Profesör kafasını sallayıp gözlerini bi süre bende gezdirdi.
“Ales, Freya’ya kalacağı bir oda göster lütfen” dedi
Ales dediği kişi deminden beri herkesi sadece izleyip gözlemleyen kahve gözlü gençti.
içim biraz olsun rahatladığında, Ales denilen adam kafasıyla onaylayıp yaklaştı. Eliyle kapıyı gösterdikten sonra ilerlemem için fırsat sağladı. Gözlerim Elçi Noah’la kesiştiğinde, onaylayıcı bir bakış attı.
kapıdan çıktığımda arkamdan gelen adım seslerini duyabiliyordum. Ales yanımda belirdiğinde göz ucuyla baktım. Yüzümde herhangi bir ifade yoktu sadece işini yapıyor gibiydi.
içeride gördüklerim hala içimi kurcalarken, merakıma yenik düştüm.
“içeride olanlar neydi?” Dedim
göz ucuyla bana baktı bir kaç saniye
“Daha gönüllü bile değilsin. Bunu sana söyleyemem” dedik donuk bir sesle.
Sadece kafamı sallayıp önüme döndüm. Uzun koridordan çıktıktan sonra sağa döndük . Holden ilerlerken yoldan geçenler bize bakıyor bazıları Ales’e baş selamı veriyordu.
“Sende mi gönüllülerden birisin” dedim
holün sonu bir merdivene daha açıldığında adımlarımızı oraya yönlendirdik.
Ona döndüğümde kafasını salladığını gördüm.
“Hayır, yaklaşık altı yıldır danışmanlık yapıyorum dedi” merdivenleri çıkarken.
Dönemeçli merdivende onu takip ederken
“Danışmanlık?” Dedim yüzümde sorgulayıcı bir ifadeyle.
“Gönüllülere eğitim veren kişi demek” dedi sesindeki bıkkınlıkla.
Merdiven bittiğinde, sırayla dizilmiş kapıların bulundu geniş bir salon karşıladı. Bana doğru döndüğünde gözlerini benimle birleştirdi.
“ en sondan ikinci kapı. Orda kalabilirsin. Ve tavsiye hayatta kalmak istiyorsan kendini ezdirme”
sadece kafamı salladım. Oda yanımdan geçerek ayrıldı. Söylediği odaya doğru ilerlerken. İstemsizce bacaklarımın titrediğini hissetim. Kendimi olabildiğince sakinleştirmeye çalışarak. Ahşap odanın Demir kulbunu çevirdim.

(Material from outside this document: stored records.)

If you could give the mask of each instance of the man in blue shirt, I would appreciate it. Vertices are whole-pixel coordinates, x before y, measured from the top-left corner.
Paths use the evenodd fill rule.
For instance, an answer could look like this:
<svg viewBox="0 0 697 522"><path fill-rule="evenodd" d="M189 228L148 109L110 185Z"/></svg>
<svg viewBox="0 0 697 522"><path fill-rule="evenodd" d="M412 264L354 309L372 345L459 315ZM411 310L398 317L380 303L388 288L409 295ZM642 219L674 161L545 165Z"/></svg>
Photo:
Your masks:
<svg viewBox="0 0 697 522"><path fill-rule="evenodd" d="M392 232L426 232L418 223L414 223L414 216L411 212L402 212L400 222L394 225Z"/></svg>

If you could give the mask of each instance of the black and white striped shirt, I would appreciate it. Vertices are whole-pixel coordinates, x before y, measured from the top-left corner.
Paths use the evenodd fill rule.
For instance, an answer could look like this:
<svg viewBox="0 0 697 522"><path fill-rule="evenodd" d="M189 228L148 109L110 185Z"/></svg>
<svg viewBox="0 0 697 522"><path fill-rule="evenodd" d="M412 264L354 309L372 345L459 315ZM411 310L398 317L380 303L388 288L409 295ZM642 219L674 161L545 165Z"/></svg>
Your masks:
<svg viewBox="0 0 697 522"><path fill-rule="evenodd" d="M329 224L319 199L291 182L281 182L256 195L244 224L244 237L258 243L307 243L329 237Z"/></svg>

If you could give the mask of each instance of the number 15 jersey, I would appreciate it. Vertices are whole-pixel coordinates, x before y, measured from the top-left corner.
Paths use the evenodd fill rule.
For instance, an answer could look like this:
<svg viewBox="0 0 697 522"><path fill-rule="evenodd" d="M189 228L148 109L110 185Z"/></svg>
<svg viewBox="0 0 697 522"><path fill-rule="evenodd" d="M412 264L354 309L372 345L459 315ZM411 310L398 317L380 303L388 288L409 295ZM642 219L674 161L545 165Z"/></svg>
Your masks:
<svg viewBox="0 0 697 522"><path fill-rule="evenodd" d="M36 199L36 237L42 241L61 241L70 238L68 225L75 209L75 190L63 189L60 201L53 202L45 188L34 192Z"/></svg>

oda oldukça loştu. Pek küçük sayılmazdı, iki Eski bir yatak ve yanlarında komidi den oluşuyordu. Tek küçük bir penceresi vede siyah kalın perdesi vardı.
gözlerim heryerde gezinirken tek olmadığımı fark ettim. Yataklardan birinde benden olsa olsa bir iki yaş küçük bir kız oturuyordu. Ve çokta iyimser baktığını söyleyemezdim.
elinde oldukça keskin bir kılıcı temizlemekle meşguldu. Gözleri bir kaç saniye bende dursada geri işine döndü.
çok aldırış etmeden ilerledim. Üstümdeki pelerinin kapşonunu çıkardım. Uzun saatlerdir yollardaydım kim bilir nasıl görünüyorumdur diye düşünmeden edinemedim.
kendi yatağım olduğunu düşündüğüm yatağa geçtiğimde gözlerim tekrar kıza gitti. Sarı, dağınık toplanmış saçları. Çekik mavi gözleri vardı. Oldukça gergin bakışlara ve yüz hatlarına sahipti. Üstünde dar deri pantolonu uzun botları. Yakalı gömleği be onu bir savaşçı gibi gösteren sıkı siyah bir korsesi vardı
sessizliği bozmak adına “Sanırım sen bir gönüllü olmalısın”
sesim oldukça arkadaş canlısı çıkmıştı. Bakışları beni buldu. Sonra önüne dönüp işini yapmak devam etti. Bu tepkiyi beklemiyordum yada beklemeli miydim. Burda her çeşit insanla karşılaşacağım konusunda uyarılmıştım.
“Daha değilim. Ama olacağım” sesin sahibi o kızdı. Şaşırmıştım cevap vermesini beklemiyordum.
Gülümseyip “Bende” dedim.
bakışları bi süre üzerimde gezindikten sonra “Belli oluyor” dedi ve tekrar işine döndü. Bakışlarım kendi üzerime döndü gerçekten paspal gözüküyordum asla onlar gibi savaşçı gözükmüyordum.
“Ben Freya buarada ” Ses gelmedi, ekledim. “Belki sende ismini söylemek istersin falan” olabildiğince arkadaş canlısı olmaya çalışıyordum, burda yapayalnız kalmak istemiyordum. “Nova” dedi sadece.
Gülümsedim sadece. Ve şuan yapmak istediğim tek şeyi yaptım. Bana verilen yatağa uzanıp gözlerimi kapattım.